Absolutamente. A minha avó tinha Alzheimer e o meu pai foi diagnosticado este ano. O que sempre me fascinou foi perceber como diferentes culturas e diferentes comunidades interpretavam a mesma questão. Ou seja, esse sempre foi o meu objetivo principal ao criar este trabalho. Mas depois pus-me a pensar na sorte que tivemos com o meu pai, por exemplo. Nós conseguimos levá-lo a fazer uma tomografia cerebral (TAC) e receber um diagnóstico rapidamente. Ao realizar este projeto, percebi que muitas das pessoas que conheci nas comunidades rurais, nunca irão conseguir consultar um neurologista. Elas nunca conseguirão obter um diagnóstico formal. E isso deve-se à falta de profissionais de saúde especializados dentro dessas comunidades. Se não houver sequer um médico que faça um diagnóstico, como é que alguma vez conseguirão tratar do problema ou mesmo entendê-lo?
O que se segue para o projeto “The Big Forget”? Qual será o seu próximo capítulo?
Nos próximos capítulos gostava de me focar nas crenças espirituais que existem no Benin (país da África Ocidental) relativamente à saúde mental. Também estou a pensar em elaborar um capítulo que se dedique a um enfermeiro incrível que conheci na Namíbia. Ele imprimiu e plastificou uma infografia elaborada pela Organização Internacional do Alzheimer – na qual constam os 10 sinais de alerta para a demência – e agora leva-a consigo para todas as comunidades rurais que visita, de forma a conseguir examinar pessoas que provavelmente nunca seriam vistas por um médico.

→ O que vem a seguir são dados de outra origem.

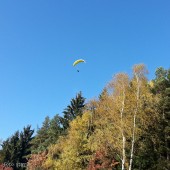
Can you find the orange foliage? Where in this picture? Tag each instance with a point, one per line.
(102, 160)
(36, 160)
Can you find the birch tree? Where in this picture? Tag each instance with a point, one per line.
(139, 72)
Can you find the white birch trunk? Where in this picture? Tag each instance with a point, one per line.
(122, 131)
(134, 122)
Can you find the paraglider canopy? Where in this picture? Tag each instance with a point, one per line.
(78, 61)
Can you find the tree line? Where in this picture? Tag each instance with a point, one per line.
(126, 128)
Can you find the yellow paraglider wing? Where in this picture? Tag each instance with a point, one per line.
(78, 61)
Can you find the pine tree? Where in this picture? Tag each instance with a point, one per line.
(41, 141)
(73, 110)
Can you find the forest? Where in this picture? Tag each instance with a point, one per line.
(126, 127)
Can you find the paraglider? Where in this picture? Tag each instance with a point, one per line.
(77, 62)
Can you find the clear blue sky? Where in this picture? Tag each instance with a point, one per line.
(40, 39)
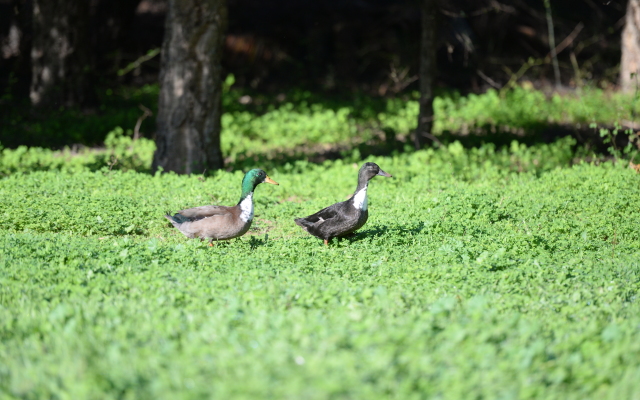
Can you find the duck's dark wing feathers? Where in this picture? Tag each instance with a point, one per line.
(329, 222)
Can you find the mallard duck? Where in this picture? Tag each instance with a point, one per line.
(221, 222)
(344, 218)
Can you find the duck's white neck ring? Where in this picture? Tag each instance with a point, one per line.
(246, 208)
(360, 199)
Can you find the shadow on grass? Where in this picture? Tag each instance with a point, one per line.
(586, 138)
(398, 232)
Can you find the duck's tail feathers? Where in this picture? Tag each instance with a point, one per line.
(303, 223)
(174, 219)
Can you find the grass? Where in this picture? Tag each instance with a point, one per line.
(482, 273)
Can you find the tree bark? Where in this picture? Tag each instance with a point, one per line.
(61, 61)
(189, 108)
(630, 61)
(428, 11)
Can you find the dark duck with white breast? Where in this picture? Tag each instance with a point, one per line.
(221, 222)
(344, 218)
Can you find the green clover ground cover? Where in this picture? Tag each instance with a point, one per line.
(470, 280)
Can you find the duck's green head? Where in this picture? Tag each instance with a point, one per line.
(253, 178)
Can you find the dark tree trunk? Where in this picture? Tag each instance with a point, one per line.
(428, 10)
(61, 59)
(188, 136)
(630, 62)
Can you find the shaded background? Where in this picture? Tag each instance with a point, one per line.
(336, 47)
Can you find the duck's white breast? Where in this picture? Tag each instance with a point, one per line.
(360, 199)
(246, 208)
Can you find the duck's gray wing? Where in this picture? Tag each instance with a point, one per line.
(198, 213)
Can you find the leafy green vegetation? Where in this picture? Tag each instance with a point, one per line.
(470, 280)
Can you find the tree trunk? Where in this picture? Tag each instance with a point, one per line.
(61, 61)
(630, 62)
(189, 108)
(428, 11)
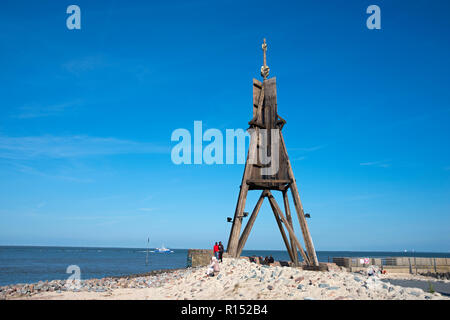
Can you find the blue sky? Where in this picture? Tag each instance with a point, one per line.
(86, 118)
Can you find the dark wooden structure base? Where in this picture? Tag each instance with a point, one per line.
(266, 118)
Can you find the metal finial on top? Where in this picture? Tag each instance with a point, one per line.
(264, 69)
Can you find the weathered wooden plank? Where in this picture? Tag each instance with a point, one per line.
(289, 219)
(250, 223)
(299, 209)
(288, 227)
(283, 234)
(237, 221)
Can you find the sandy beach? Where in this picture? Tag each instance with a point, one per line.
(237, 279)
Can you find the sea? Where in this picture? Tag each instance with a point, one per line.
(30, 264)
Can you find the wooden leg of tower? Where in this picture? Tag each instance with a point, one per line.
(289, 219)
(283, 234)
(250, 223)
(288, 227)
(237, 221)
(233, 240)
(299, 209)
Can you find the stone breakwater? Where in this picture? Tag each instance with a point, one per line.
(237, 279)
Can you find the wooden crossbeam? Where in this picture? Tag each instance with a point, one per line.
(250, 223)
(283, 234)
(288, 227)
(289, 219)
(299, 209)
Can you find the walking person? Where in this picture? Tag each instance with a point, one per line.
(216, 250)
(220, 250)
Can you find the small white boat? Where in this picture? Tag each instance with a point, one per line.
(162, 250)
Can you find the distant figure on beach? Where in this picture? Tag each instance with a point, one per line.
(213, 267)
(220, 251)
(216, 250)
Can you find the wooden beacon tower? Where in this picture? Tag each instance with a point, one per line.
(267, 143)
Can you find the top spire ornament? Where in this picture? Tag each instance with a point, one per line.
(264, 69)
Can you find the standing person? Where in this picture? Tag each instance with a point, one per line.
(216, 250)
(220, 251)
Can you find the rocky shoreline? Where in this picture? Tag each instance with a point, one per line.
(151, 279)
(237, 279)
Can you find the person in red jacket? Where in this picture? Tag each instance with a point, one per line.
(216, 251)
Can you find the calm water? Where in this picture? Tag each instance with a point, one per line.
(33, 264)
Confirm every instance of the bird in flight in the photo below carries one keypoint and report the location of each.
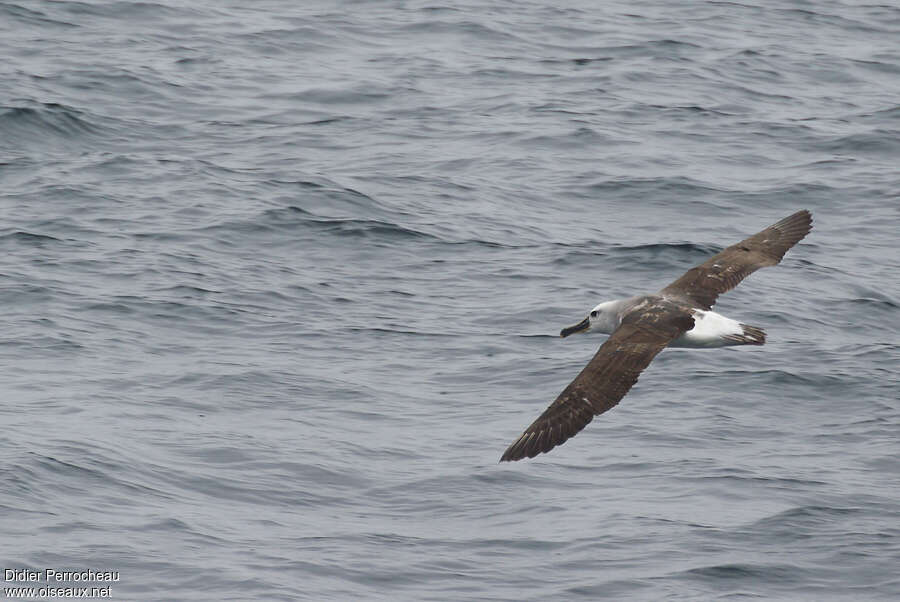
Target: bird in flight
(640, 327)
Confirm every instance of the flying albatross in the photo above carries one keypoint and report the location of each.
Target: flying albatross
(640, 327)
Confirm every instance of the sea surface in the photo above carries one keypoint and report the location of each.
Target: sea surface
(280, 282)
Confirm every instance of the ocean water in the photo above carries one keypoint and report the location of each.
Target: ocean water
(282, 280)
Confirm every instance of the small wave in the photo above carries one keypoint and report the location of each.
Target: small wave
(766, 573)
(35, 124)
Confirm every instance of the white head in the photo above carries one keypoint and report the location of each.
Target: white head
(603, 318)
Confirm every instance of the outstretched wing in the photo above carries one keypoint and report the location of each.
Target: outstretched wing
(703, 284)
(644, 332)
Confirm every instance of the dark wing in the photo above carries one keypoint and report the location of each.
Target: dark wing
(724, 271)
(606, 379)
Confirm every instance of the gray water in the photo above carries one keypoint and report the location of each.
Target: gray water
(281, 281)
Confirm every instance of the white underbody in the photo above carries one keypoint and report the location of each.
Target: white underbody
(709, 330)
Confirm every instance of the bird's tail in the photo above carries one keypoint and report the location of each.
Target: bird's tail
(750, 335)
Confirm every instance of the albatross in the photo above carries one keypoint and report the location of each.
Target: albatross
(680, 315)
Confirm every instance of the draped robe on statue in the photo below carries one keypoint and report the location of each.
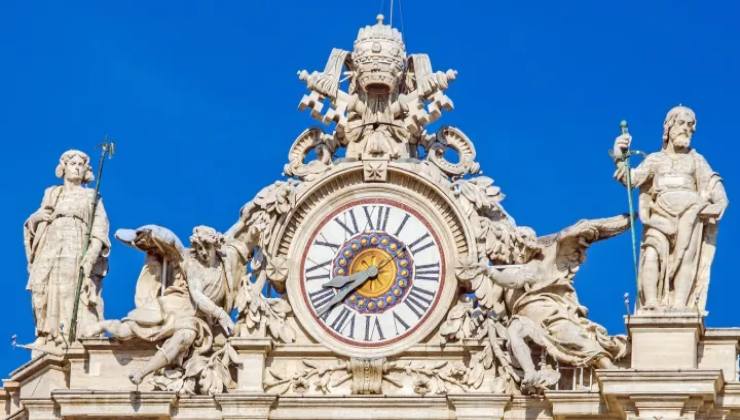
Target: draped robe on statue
(54, 253)
(673, 193)
(158, 315)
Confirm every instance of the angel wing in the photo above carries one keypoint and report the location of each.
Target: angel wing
(571, 243)
(165, 254)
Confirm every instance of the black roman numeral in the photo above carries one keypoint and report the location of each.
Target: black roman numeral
(419, 300)
(424, 242)
(342, 320)
(327, 244)
(398, 320)
(377, 217)
(427, 272)
(351, 230)
(317, 266)
(371, 327)
(320, 297)
(403, 223)
(324, 276)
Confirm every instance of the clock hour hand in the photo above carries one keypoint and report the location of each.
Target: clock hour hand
(356, 280)
(340, 281)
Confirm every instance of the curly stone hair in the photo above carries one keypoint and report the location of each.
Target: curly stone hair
(67, 156)
(670, 119)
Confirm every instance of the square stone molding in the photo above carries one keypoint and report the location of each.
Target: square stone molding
(567, 404)
(84, 403)
(665, 340)
(665, 394)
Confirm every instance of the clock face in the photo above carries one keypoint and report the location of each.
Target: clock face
(372, 272)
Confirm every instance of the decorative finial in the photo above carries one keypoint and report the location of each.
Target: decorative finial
(623, 126)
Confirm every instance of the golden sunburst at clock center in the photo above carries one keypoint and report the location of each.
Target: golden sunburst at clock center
(386, 274)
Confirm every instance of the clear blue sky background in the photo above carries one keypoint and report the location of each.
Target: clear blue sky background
(202, 99)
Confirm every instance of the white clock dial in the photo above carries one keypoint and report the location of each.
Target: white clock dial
(372, 272)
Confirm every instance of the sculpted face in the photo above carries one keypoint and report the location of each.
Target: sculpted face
(74, 169)
(682, 129)
(205, 252)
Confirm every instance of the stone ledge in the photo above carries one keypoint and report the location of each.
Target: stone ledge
(575, 404)
(479, 406)
(630, 381)
(84, 403)
(355, 407)
(659, 393)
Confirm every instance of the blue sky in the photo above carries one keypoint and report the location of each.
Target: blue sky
(202, 98)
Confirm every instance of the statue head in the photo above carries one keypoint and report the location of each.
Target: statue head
(379, 58)
(74, 166)
(679, 126)
(205, 243)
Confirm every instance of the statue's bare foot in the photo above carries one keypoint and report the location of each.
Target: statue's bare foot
(538, 381)
(93, 330)
(135, 378)
(650, 305)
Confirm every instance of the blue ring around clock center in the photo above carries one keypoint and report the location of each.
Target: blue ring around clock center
(400, 284)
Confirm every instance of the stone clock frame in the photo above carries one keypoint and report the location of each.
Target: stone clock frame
(347, 185)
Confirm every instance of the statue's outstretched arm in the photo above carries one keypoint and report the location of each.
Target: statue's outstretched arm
(207, 306)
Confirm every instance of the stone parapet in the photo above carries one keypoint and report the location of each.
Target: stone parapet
(677, 394)
(665, 340)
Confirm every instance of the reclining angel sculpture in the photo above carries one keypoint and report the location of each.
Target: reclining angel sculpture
(524, 284)
(182, 295)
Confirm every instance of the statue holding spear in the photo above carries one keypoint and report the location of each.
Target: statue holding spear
(681, 202)
(67, 249)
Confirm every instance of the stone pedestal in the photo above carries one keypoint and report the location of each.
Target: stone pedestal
(718, 350)
(252, 353)
(479, 406)
(665, 341)
(660, 394)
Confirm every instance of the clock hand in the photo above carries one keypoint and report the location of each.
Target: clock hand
(340, 281)
(357, 280)
(399, 252)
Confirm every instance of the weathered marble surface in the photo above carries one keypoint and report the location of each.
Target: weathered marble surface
(510, 323)
(681, 202)
(54, 237)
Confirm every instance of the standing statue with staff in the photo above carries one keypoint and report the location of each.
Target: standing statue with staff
(681, 200)
(67, 248)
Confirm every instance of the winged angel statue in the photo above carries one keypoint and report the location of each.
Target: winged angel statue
(184, 297)
(523, 286)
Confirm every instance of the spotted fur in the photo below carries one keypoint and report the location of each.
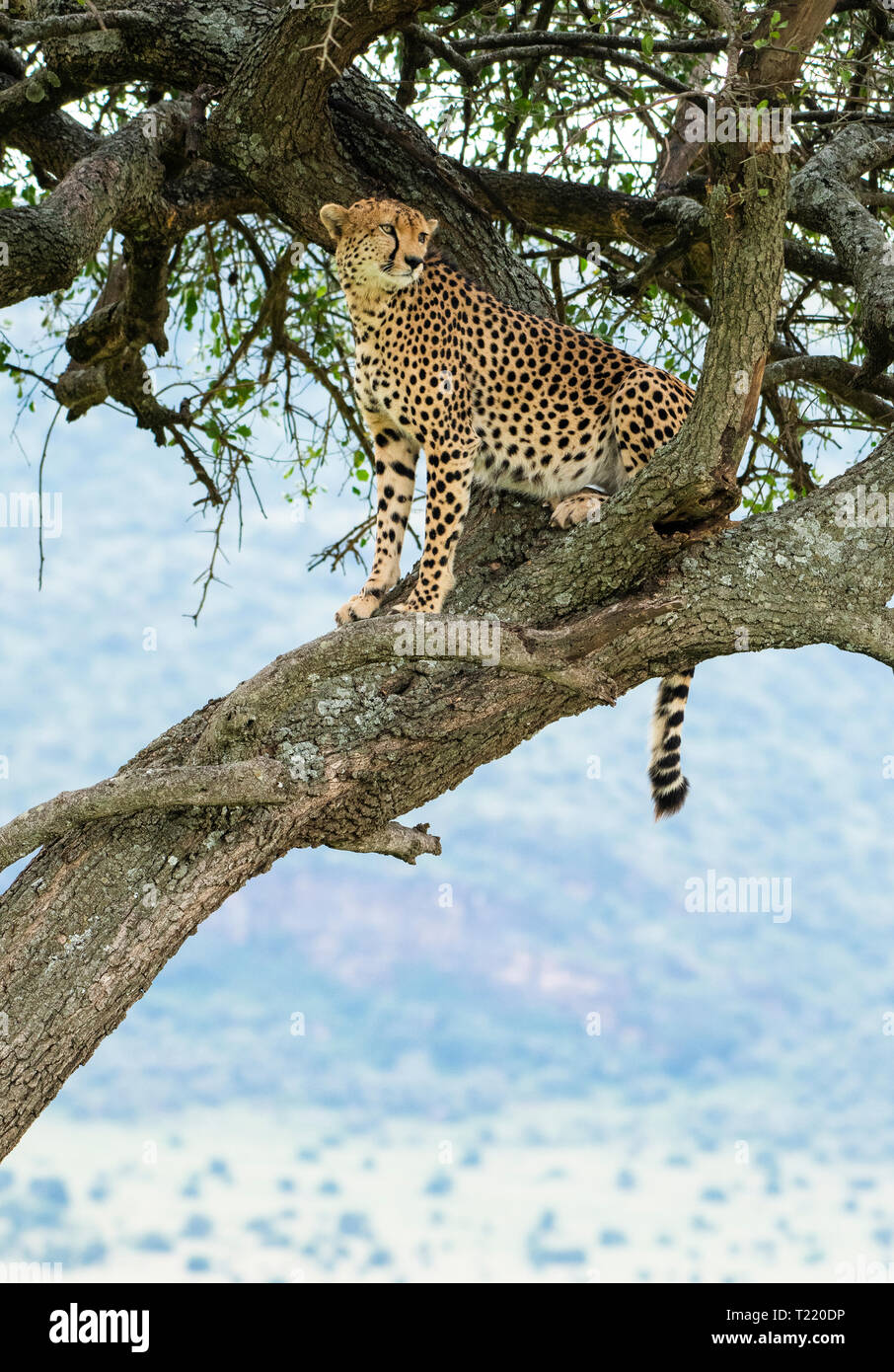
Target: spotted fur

Desta forma, ele consegue dar um possível diagnóstico à família, mas também educá-la e transmitir-lhe mais informação sobre a doença.
Além disso, também estou a realizar um trabalho de longo prazo que se dedica à educação das raparigas. Para tal, tenho ido a países como o Quénia e a África do Sul, e espero conseguir ir à Nigéria e ao Malawi.
Enquanto fotógrafa, mas também enquanto pessoa, o que destacas na tua personalidade que possa ser importante para que consigas trabalhar junto dessas comunidades mais vulneráveis?
Acho que a gentileza é das coisas mais importantes para mim. E não é preciso muito para se ser gentil. Antes de seres jornalista, és humana, ou seja, possuis um certo nível de sensibilidade. O mesmo acontece com a fotografia. Houve tantas fotos que não tirei, porque simplesmente não me parecia correto. Temos de saber quando devemos dar um passo atrás e pousar a câmara. Acho que isso é muito importante. Já para não falar na forma como as pessoas se vão sentir à nossa volta, porque isso transparece nas imagens.
Costumamos dizer que a fotografia é um meio muito desonesto, porque podemos fazer com que ela pareça qualquer coisa. Mas não é possível mentirmos sobre a forma como a pessoa que está a ser fotografada se sente relativamente ao fotógrafo. Para mim, isso está sempre evidente no seu olhar e é algo que consigo perceber rapidamente. Posto isto, na minha opinião, a qualidade mais importante que devemos ter é a de conseguirmos trabalhar com gentileza, com respeito, e lembrarmo-nos de que somos humanos antes de qualquer outra coisa.